For questions, or additional help and resources related to generative AI tools and using them in your research, please consider making an appointment with a librarian.
The following are recent news articles about generative AI and higher education.
Thanks to the following UNLV Libraries staff and librarians for making the information in this guide possible:
Annette Day, Kevin Sebastian, Sue Wainscott, Christina Miskey, Cory Lampert, Chelsea Heinbach, Andrea Wirth
Generative AI models offer limited transparency into the data that is used to train them and the date ranges of the data used. When using any generative AI tool or interface, always make efforts to carefully assess the accuracy, relevance, and veracity of the generative AI system’s outputs.
Generative models can also perpetuate biases present in their design, build and training data which can be amplified by the prompts input by the user. This has the potential to manifest in harmful ways including but not limited to, perpetuating stereotypes, reinforcing misinformation or creating unequal representation of different groups. When using generative AI, it is essential to be aware of this potential for bias, thoughtfully develop prompts, and critically review and assess the system’s output.

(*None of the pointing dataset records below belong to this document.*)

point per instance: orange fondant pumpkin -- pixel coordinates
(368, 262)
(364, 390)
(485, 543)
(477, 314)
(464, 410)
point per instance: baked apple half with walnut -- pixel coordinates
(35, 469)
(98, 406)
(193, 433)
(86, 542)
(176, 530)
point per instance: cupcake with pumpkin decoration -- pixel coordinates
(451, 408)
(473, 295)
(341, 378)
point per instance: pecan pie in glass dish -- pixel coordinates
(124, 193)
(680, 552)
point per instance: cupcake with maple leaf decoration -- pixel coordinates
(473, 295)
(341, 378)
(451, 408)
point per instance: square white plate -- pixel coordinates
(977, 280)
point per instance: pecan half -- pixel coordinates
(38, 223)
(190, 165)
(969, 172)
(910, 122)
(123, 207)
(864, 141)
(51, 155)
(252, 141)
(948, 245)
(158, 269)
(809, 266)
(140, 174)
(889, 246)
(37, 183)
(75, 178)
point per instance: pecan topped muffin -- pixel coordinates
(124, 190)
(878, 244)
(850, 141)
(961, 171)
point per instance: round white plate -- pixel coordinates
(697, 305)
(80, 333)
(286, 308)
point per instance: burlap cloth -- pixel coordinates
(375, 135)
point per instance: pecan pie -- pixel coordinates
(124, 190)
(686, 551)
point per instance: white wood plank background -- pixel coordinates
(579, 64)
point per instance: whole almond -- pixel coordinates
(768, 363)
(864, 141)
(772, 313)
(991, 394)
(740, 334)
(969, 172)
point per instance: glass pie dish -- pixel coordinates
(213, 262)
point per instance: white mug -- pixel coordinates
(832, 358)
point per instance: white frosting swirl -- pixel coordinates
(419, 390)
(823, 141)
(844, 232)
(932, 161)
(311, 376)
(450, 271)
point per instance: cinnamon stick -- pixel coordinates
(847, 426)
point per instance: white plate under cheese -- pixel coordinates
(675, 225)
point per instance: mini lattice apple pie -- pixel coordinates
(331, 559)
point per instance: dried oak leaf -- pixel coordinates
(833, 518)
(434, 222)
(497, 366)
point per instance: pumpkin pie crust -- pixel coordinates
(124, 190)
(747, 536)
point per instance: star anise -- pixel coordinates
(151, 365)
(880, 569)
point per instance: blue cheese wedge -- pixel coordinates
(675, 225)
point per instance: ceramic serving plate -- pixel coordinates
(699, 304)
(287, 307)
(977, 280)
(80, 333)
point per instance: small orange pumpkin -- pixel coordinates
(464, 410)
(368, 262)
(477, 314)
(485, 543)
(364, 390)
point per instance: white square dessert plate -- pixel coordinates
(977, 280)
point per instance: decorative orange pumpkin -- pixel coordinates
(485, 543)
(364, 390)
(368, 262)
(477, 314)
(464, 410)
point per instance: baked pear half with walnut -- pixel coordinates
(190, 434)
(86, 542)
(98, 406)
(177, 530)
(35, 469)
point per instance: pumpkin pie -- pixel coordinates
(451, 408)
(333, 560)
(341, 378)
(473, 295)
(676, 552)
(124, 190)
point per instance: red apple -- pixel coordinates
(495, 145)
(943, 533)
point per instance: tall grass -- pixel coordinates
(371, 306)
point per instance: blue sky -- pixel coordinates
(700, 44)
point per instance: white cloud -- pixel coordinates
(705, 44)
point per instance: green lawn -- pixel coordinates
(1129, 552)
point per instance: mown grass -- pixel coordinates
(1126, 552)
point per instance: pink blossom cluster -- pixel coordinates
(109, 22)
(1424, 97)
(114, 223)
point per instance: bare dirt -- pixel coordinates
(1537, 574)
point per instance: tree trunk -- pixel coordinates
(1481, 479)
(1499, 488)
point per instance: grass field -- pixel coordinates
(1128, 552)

Generative AI does sometimes provide citations/attributions to works it has used in providing its answers but these should be verified using external sources as there are examples of AI models creating “fake” references. Below is an example of a generated citation to an article that does not exist.
Kallajoki M, et al. Homocysteine and bone metabolism. Osteoporos Int. 2002 Oct;13(10):822-7. PMID: 12352394
Below are some examples of different types of bias that might exist in generative AI, and should be taken into consideration when using various tools, or resources that utilize generative AI.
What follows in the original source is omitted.